Updated: Jul 11, 2023


I have been struggling for some time now with what to do with this little piece of the internet; thus the fits and starts that have been going on here. I want this place to be meaningful and purposeful. At the same time, I want to be authentic and honest. Truth be told, my personal philosophy on education has changed a lot over the last year or two. And, at the same time, stayed the same. Let me explain.


The last ten years of homeschooling has not just been an education for my children, it's been a massive learning curve for me. I found a lot of times I'm trying to fit into a box I'm not meant to fit into. I was taking on ideas and practicing a pedagogy that I just didn't believe in. This was evidenced in finding it difficult to articulate just what my philosophy is and why I do what I do all day with my children in the way I educate them. I've realized that the way I believe children learn and the way I default in teaching them is not unique or "just me." The last couple of years I've learned so much about Charlotte Mason and she articulates so much of what I believe in the core of my being of what an education is and how we are to go about acquiring one. So my philosophy really hasn't changed; it's been affirmed. Confidently, I can shed the boxes (literally) and step into my own with Charlotte as my guide. Such a comfier fit.

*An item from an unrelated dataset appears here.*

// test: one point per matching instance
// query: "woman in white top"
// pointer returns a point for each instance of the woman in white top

So my intention here is to share Mason's philosophy and, perhaps, my imperfect attempts at putting it into practice. But before I get into that, I wanted to share something that struck me this morning as I was mulling over this post. My first thought, after setting on this course, was, "I'm going to need to find a new name. Something more Charlotte Mason-y perhaps!" I don't think I will. Which brings me to the title of this post. The ancient Greeks used the word paideia to mean the "transmitting of the entire culture." To think on this, that's quite a task, isn't it? According to Kevin Clark and Ravi Scott Jain in The Liberal Arts Tradition this is what Paul is talking about in Ephesians 6:4 (the Bible verse quoted on the homepage of this website) in which he's charging the Ephesians "to train up their children in the paideia of the Lord." But as Clark and Jain so aptly point out, we don't have a fixed culture to pass along. Culture is canceling and rejecting Scripture, the myths, the fairy tales, the legends, the stories, the traditional liturgies, and the faith that the Bible instructs us to pass down to our children. And if we're not awake to this, if we are not diligently working daily with our children in a committed, purposeful, and meaningful way then is it any wonder that we lose our children to the very world that as Christians we are to be opposed to? We must pursue paideia ourselves faithfully, and share its goodness, its truth, and its beauty to our children. A very tall task indeed, yet it is the call placed on us as parents. The Lord gifted us with these precious beings and it is our duty and privilege to raise them in the fear and paideia of the Lord.


So I will keep the name of the website as is, because I don't know about you, but I've got some paideia to pursue.